While DJ’s addiction spirals out of control, Wilf and girlfriend Clara slowly extricate themselves from the clubbing scene. They now favour early nights and ask DJ to turn his music down. In the hands of Muza, DJ retains his innocence throughout; he’s mostly happy in his drug habit, only showing anger when his friends tell him to stop. Muza is a mesmerising figure on the small stage.
Playing the endlessly cheerful American Wilf is Will Ni, and he convinces in his struggle to follow his contradictory twin desires of hedonism and money. Sarah Cameron West plays Clara who initially has no problem teaching infants on Monday morning, suggesting that their happy faces pull her out of the jaws of a drug-addled despair. Mei Mei Macleod is spectacularly good as the manipulative and selfish Poppy, and she feels frighteningly real.

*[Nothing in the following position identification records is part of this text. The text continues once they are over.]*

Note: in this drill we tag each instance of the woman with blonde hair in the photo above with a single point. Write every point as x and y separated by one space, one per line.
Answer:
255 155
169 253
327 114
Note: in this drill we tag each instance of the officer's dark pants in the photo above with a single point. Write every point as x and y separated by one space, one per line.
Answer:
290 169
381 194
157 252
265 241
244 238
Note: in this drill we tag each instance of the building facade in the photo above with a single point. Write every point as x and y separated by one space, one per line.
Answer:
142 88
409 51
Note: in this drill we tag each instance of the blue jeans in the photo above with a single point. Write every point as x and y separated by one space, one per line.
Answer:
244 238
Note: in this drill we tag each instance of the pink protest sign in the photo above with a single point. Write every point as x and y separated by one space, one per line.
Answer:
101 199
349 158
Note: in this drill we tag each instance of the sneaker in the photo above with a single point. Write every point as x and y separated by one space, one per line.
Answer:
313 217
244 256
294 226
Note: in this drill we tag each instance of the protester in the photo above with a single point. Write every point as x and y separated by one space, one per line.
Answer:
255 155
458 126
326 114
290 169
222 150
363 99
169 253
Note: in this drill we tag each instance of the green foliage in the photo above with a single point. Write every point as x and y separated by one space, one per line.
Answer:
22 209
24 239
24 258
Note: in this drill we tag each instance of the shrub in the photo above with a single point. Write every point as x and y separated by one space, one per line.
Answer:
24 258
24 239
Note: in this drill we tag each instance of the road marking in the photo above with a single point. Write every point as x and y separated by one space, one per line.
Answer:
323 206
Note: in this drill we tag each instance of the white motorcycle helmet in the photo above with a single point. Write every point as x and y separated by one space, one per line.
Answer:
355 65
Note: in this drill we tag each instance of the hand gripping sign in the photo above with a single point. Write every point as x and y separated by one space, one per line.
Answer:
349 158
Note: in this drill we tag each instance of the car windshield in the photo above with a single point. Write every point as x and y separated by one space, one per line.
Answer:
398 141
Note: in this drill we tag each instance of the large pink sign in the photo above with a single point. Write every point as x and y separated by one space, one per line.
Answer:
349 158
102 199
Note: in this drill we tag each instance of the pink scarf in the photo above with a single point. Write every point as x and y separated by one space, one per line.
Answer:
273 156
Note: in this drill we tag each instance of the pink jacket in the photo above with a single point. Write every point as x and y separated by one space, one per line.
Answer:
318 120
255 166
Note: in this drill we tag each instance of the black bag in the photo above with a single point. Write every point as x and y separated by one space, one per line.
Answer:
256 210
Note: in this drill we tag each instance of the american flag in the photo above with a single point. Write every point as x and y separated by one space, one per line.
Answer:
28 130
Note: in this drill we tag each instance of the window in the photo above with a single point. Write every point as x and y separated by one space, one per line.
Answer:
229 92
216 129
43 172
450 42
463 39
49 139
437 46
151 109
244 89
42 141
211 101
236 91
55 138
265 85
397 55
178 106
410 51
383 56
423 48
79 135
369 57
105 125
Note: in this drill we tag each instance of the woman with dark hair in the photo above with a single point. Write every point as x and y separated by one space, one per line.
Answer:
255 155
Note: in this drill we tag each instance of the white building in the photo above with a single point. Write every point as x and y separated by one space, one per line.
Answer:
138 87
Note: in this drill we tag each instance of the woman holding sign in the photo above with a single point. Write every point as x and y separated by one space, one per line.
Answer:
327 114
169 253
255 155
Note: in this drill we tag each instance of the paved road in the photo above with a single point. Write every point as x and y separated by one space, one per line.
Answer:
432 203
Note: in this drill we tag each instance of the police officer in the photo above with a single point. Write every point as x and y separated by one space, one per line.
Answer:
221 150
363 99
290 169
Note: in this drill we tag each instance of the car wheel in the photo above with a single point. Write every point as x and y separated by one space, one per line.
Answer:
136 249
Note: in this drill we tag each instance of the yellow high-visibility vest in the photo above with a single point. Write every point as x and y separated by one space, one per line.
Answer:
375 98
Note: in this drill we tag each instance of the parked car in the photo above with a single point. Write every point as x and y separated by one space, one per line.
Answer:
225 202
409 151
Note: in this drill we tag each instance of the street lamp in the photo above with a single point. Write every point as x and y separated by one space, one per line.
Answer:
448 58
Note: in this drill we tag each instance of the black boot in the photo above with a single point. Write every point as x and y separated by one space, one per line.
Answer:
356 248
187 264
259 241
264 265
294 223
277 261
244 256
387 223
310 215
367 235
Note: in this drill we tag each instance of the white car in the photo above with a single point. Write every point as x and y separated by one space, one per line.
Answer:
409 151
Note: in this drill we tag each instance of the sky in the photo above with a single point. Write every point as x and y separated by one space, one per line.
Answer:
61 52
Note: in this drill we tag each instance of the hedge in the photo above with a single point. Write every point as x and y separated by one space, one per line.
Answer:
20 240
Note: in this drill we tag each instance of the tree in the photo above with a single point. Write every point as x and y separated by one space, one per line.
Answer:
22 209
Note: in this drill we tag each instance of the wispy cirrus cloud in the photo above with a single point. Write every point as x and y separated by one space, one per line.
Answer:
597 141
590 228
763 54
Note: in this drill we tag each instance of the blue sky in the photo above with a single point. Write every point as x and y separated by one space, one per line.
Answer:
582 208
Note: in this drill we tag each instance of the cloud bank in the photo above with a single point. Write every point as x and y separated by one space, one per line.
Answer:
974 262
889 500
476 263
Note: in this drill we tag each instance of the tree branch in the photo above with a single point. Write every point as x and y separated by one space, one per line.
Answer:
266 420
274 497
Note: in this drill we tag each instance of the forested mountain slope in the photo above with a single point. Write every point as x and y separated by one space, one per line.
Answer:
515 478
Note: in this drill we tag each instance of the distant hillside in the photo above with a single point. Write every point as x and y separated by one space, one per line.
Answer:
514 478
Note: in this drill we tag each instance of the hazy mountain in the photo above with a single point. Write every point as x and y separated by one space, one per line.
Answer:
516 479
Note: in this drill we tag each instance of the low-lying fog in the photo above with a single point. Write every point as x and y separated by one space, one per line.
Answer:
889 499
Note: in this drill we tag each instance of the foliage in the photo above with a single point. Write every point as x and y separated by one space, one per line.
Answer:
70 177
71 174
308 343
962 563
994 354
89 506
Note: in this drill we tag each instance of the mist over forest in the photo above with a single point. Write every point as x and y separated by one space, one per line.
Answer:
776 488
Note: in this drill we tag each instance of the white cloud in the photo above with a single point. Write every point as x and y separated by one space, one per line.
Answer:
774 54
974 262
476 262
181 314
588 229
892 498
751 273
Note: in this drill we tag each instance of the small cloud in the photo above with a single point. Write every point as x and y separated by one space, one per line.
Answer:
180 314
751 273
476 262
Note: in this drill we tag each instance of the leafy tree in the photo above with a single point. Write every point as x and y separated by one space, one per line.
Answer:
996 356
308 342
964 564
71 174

Sometimes the play is unnecessarily dramatic and this makes it very different from Mia Hansen-Løve’s film Eden where DJ Paul’s addiction is monotonous destroying his soul rather than his body. In Disc Jockey the drug-taking is more problematic with none of the characters really looking that they are about to descend into a K hole. Their highs are suspiciously lucid.
Towards the end of this 80-minute play the narrative is heightened by some moments of theatricality – flashbacks, a montage and the breaking of the fourth wall – and these additions are welcome but Ward and Muza don’t quite know how to conclude and perhaps the narrative strands don’t need to be finished so cleanly. However, the final scene is chillingly successful.